Financial Information and it’s Characteristics
What are the main characteristics of financial information?
One thing stakeholders take a look at is the financial statement you present. You must contain vital information and quality content. Some of what you may need to include are:
Completeness
The information presented to the shareholders should be complete. This means that all relevant transactions and events relating to the accounting period must show in the financial statements in accordance with relevant accounting principles. Roughly put, all transactions included in the statement occurred during the accounting period that the statement covers and that all transactions that occurred during the stated accounting period are included in the statement.
Prudence
The outcome of many events and circumstances presented in the financial statements may be uncertain. For example; a company can only be sure of receiving the cash from a credit sale when the customer physically transfers the cash to the seller. Prudence means exercising a degree of caution when preparing financial statements so that assets/revenues are not overstated and liabilities/expenses are not understated.
Reliability
Leaning more into information and what is considered to be reliable if it is: faithfully represented.
- This means that financial information must be similar to economic substance (which is part of the U.S. tax law that is used by the IRS to determine if tax shelters are used to abuse tax liability by reducing it, it is not merely the legal form of a transaction. To quote: “Under the doctrine, for a transaction to be respected, the transaction must change the taxpayer’s economic position in a “meaningful way” apart from the Federal income tax effects, and the taxpayer must have had a “substantial purpose” for entering into the transaction, apart from the Federal income tax effects.”

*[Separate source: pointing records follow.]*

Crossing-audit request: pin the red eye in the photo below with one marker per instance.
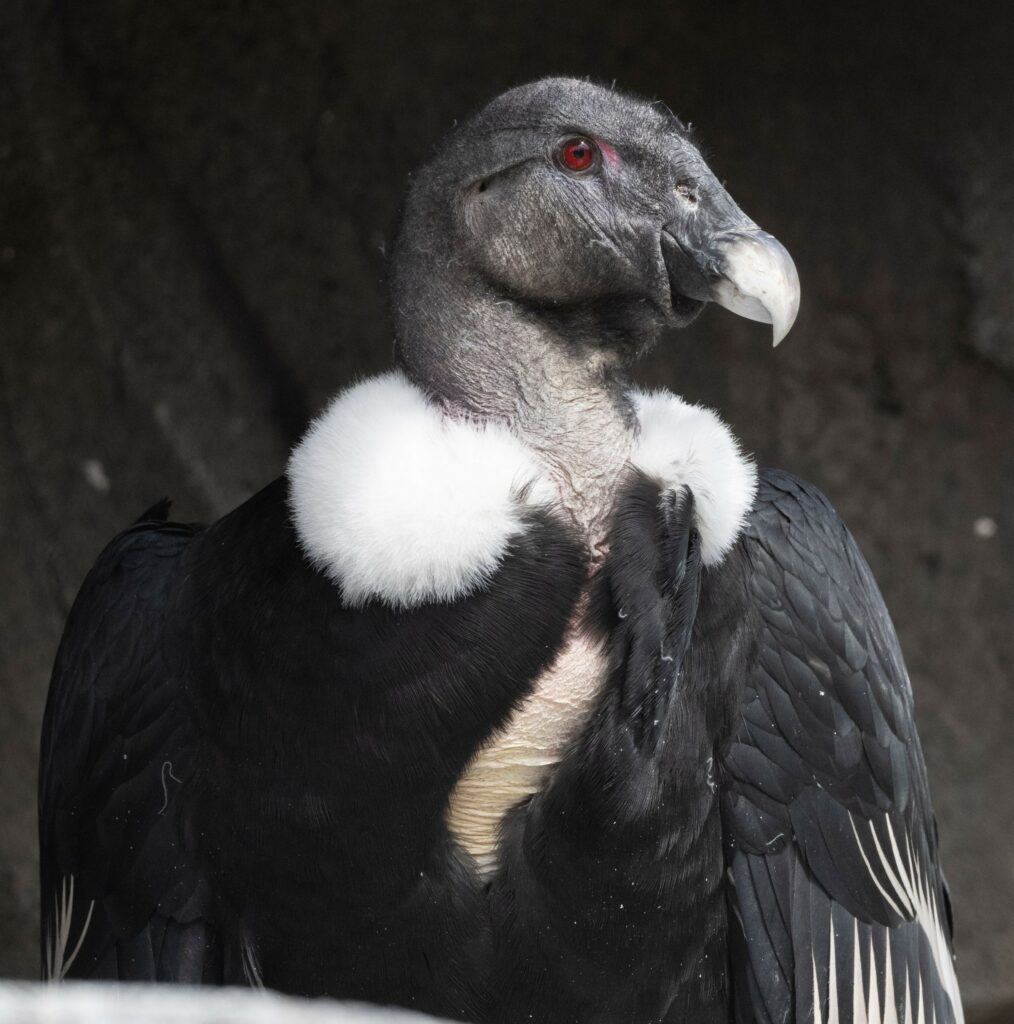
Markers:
(577, 154)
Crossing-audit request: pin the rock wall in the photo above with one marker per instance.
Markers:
(194, 199)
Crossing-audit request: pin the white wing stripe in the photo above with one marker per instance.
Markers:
(58, 962)
(894, 906)
(901, 890)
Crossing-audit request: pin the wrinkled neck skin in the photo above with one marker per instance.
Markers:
(488, 356)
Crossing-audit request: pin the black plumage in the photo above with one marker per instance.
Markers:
(245, 777)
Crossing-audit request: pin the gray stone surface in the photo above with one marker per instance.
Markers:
(193, 200)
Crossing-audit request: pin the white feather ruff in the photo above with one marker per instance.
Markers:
(689, 444)
(397, 503)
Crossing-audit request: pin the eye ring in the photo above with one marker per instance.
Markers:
(577, 155)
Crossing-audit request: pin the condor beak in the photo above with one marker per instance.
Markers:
(718, 254)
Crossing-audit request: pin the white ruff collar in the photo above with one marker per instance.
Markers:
(398, 503)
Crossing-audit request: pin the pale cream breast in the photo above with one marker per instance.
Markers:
(515, 763)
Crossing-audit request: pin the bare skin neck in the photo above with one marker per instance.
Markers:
(490, 357)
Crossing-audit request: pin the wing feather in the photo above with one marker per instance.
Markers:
(832, 850)
(117, 891)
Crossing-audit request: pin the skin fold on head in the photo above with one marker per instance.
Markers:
(550, 241)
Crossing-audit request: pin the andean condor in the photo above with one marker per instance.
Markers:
(521, 696)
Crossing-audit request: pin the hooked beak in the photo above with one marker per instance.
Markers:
(741, 267)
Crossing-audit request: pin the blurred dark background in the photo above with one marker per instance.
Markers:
(194, 197)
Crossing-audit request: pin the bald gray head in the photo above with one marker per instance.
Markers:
(559, 231)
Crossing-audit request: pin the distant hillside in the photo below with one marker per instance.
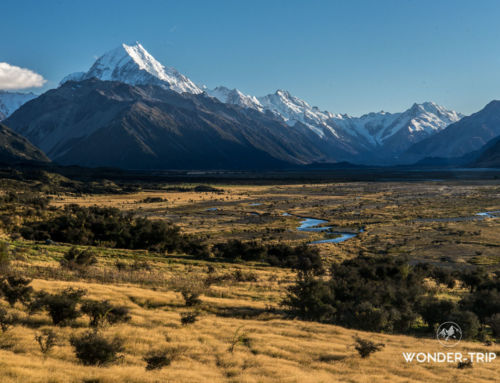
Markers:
(465, 136)
(489, 155)
(15, 148)
(105, 123)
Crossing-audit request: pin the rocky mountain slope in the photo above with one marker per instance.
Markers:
(11, 101)
(465, 136)
(14, 148)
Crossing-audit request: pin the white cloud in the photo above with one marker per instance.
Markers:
(14, 77)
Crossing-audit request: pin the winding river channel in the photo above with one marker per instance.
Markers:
(313, 225)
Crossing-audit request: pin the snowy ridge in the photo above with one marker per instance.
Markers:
(10, 102)
(133, 65)
(293, 110)
(234, 96)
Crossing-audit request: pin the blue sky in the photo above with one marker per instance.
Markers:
(343, 56)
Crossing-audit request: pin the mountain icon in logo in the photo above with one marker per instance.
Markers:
(449, 334)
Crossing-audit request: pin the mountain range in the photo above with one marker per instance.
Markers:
(11, 101)
(130, 111)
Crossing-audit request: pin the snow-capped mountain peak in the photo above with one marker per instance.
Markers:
(132, 64)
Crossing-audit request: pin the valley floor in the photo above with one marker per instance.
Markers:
(398, 218)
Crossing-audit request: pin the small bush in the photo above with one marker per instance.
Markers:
(366, 347)
(190, 288)
(76, 258)
(158, 359)
(16, 289)
(239, 337)
(103, 312)
(4, 257)
(6, 320)
(62, 307)
(241, 276)
(91, 348)
(189, 317)
(494, 323)
(47, 339)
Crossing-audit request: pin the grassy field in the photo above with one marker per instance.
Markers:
(397, 218)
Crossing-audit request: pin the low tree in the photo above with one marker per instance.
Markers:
(102, 312)
(157, 359)
(62, 307)
(92, 348)
(46, 340)
(76, 258)
(16, 289)
(366, 347)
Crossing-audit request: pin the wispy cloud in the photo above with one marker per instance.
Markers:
(14, 77)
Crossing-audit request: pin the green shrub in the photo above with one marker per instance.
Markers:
(6, 319)
(158, 359)
(62, 307)
(103, 312)
(494, 323)
(46, 340)
(190, 288)
(16, 289)
(75, 258)
(91, 348)
(4, 257)
(189, 317)
(366, 347)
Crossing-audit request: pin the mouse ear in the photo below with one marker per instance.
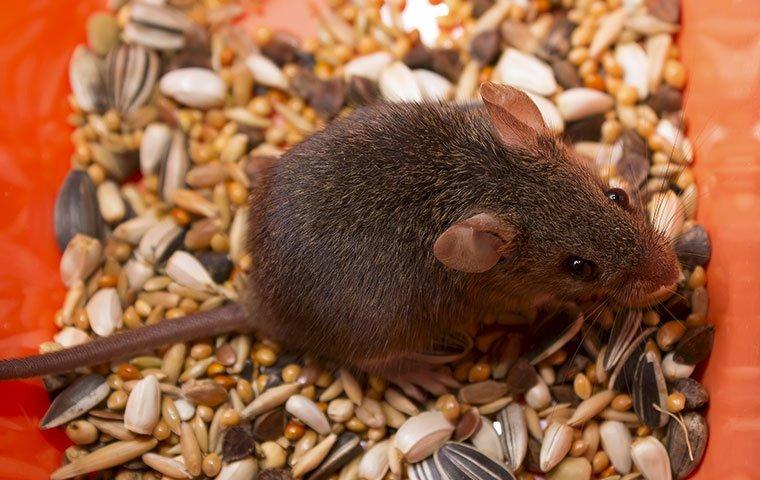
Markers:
(513, 114)
(474, 244)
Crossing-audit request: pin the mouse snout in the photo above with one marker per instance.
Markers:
(660, 267)
(654, 277)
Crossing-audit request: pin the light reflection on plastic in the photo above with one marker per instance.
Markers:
(419, 15)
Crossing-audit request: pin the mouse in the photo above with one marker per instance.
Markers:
(404, 221)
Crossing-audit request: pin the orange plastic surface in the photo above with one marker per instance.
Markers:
(721, 47)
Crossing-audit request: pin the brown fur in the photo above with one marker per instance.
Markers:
(343, 232)
(343, 226)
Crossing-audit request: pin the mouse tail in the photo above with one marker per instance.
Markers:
(204, 324)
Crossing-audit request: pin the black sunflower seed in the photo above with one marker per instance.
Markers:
(346, 448)
(76, 400)
(696, 395)
(681, 462)
(521, 377)
(76, 209)
(650, 389)
(695, 345)
(693, 247)
(238, 443)
(270, 425)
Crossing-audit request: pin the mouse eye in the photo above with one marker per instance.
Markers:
(618, 196)
(580, 267)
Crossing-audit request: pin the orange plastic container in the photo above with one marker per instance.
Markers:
(721, 48)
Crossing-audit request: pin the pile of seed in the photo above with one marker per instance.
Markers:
(197, 106)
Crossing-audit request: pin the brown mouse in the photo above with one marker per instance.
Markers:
(404, 221)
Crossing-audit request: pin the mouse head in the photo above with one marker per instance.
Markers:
(558, 232)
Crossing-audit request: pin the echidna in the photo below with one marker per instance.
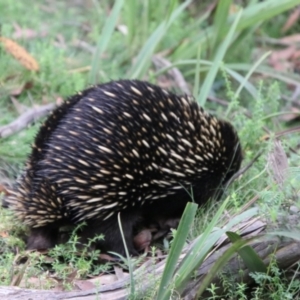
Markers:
(126, 146)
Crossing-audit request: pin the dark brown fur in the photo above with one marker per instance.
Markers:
(123, 147)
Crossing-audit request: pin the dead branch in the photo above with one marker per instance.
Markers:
(285, 250)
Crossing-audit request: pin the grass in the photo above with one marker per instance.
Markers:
(82, 43)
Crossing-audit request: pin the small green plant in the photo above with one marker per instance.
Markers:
(275, 285)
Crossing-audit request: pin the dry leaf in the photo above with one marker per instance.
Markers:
(84, 285)
(20, 54)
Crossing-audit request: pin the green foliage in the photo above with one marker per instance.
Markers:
(275, 285)
(104, 40)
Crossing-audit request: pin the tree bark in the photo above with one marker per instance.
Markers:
(286, 252)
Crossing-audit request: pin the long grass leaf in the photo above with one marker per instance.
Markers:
(206, 87)
(144, 57)
(104, 39)
(164, 291)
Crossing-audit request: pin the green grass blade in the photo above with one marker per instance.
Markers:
(196, 255)
(104, 39)
(250, 258)
(219, 264)
(220, 23)
(208, 82)
(251, 71)
(164, 291)
(144, 57)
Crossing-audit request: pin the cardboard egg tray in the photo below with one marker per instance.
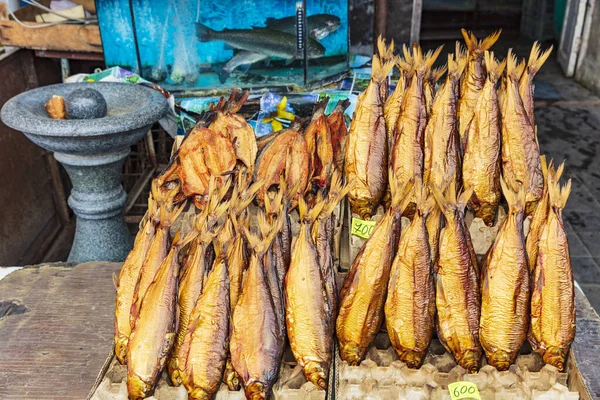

- An example of this would be where a business sells assets at the year end but they agree to buy them back again the day after the year ends by contract. Although, legally, a sale has taken place – the key is that the company has not really sold the goods at all; roughly said, they are window dressing to bump up their year end revenues.
Comparability
Users must be able to compare financial information relating to the entity over time and against other business entities. To this end accounting treatments should be applied consistently from year to year and should be disclosed in the financial statements.
Materiality
Materiality is a vital source of importance to you and others who will be filling out financial statements. Through this information – it can potentially influence the economic decisions of the users when taken on the basis of the financial statements as a whole. This also provides relevance.
- Relevance: information is looked at to be relevant if it has the ability to impact the economic commitments and decisions of the users and it is provided in time to influence those decisions.